Corbin Burnes is latest star pitcher to put MLB on blast over pitcher injuries

The O's ace offered his thoughts on the rash of early-season injuries.
Baltimore Orioles pitcher Corbin Burnes
Baltimore Orioles pitcher Corbin Burnes / G Fiume/GettyImages

The Baltimore Orioles got an A-plus effort from their frontline starter on Tuesday. Corbin Burnes dispatched of the Boston Red Sox in ace-like fashion, going seven innings, walking two batters while striking out six, and only allowing one run courtesy of Tyler O'Neill's league-leading sixth home run.

What O's fans are seeing from Burnes is exactly what every team wants in their No. 1 starter. Burnes has been utterly dominant and incredibly pitch efficient. The right-hander needed just 90 pitches to get through the seven innings he threw on Tuesday.
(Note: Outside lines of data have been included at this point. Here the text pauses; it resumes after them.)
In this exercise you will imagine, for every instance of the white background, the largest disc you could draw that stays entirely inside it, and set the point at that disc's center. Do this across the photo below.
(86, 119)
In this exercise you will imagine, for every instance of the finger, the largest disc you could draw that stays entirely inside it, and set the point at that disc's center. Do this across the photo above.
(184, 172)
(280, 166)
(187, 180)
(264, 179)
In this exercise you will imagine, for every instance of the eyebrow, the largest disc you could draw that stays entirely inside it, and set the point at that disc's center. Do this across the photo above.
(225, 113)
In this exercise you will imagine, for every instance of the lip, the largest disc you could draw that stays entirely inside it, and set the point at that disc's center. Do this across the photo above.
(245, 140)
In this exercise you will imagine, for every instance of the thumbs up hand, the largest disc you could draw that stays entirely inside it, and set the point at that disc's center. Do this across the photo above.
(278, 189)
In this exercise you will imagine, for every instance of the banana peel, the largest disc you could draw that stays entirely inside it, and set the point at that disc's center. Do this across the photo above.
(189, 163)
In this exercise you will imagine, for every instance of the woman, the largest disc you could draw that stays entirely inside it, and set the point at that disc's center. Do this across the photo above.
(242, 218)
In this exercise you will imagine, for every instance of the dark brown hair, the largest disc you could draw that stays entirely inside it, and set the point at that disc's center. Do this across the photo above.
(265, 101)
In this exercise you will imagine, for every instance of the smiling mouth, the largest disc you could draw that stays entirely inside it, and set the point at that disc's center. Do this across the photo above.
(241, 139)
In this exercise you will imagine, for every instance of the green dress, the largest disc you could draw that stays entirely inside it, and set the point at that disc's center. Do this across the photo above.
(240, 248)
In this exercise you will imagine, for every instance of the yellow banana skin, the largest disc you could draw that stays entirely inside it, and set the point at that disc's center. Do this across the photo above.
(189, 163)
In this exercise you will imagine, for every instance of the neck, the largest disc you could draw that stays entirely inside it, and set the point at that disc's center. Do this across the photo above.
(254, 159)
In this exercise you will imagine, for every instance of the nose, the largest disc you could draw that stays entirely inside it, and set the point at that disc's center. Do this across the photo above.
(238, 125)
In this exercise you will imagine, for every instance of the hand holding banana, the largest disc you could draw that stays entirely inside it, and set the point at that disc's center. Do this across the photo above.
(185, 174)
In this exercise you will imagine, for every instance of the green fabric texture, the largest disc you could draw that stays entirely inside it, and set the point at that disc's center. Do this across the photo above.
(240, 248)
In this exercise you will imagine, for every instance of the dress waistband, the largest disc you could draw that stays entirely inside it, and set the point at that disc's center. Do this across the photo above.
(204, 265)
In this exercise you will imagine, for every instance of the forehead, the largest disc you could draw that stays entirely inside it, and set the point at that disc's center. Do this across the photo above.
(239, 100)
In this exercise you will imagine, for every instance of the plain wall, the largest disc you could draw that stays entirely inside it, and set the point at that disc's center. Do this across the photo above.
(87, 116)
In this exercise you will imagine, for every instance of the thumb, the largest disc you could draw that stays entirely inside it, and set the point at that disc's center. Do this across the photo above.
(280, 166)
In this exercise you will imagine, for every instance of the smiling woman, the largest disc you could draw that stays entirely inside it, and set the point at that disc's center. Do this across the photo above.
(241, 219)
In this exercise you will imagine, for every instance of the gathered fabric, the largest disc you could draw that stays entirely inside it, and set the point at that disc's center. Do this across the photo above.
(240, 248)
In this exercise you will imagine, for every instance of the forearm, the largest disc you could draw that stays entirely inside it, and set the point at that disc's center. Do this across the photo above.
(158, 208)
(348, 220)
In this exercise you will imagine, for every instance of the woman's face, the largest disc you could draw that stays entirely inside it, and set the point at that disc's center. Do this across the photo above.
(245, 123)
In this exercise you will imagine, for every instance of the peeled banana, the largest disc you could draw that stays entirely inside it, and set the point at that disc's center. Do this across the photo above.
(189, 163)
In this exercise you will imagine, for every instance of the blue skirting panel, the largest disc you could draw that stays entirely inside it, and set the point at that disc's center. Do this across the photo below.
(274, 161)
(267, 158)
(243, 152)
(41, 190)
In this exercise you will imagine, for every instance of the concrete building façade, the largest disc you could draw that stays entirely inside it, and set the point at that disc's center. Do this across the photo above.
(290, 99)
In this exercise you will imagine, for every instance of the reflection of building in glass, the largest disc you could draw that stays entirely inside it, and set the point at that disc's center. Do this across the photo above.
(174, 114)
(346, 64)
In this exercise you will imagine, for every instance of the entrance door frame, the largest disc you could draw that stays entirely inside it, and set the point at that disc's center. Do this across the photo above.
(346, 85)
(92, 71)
But while Burnes' performance on the mound was outstanding, the former Cy Young Award-winner did offer up some controversial comments during his postgame interview. Pitcher injuries have been a major topic of discussion during the first few weeks of the 2024 season, and Burnes gave his take on why the injuries have become so prevalent.

Orioles' Corbin Burnes is latest star pitcher to put MLB on blast over pitcher injuries

"MLB's going to tell you it's not pitch clock related," Burnes said. "I would argue that injuries, long-term injuries, are up the last two years, and the rate we're having injuries this year is something like we've never seen before. So, there's a problem. It's got to be fixed."

Burnes isn't entirely wrong. The rate at which pitchers are landing on the injured list is rather alarming. Already this season, players like Framber Valdez (Houston Astros), Shane Bieber (Cleveland Guardians), Gerrit Cole (New York Yankees), and Spencer Strider (Atlanta Braves) have hit the IL with various elbow ailments.

Burnes' comments are in line with what the Major League Baseball Player's Association released last week. The MLBPA cited changes the league made to the pitch clock and the health impacts of reduced recovery time.

While Burnes has a point, and MLB's insistence to reduce the game times to a tight two-hour and thirty-minute blitz is crazy, more and more former pitchers have started to speak. Most of those players are citing the fact that players are throwing harder than ever and giving maximum effort on every pitch as the biggest contributing factor when it comes to arm injuries.

No matter what side of the aisle you come down on, Burnes is right about one thing; it needs to be fixed. The league didn't do themselves any favors by adjusting the pitch clock after it's inaugural season, but that doesn't seem to be the only cause for the plethora of pitcher injuries MLB has incurred so far this season.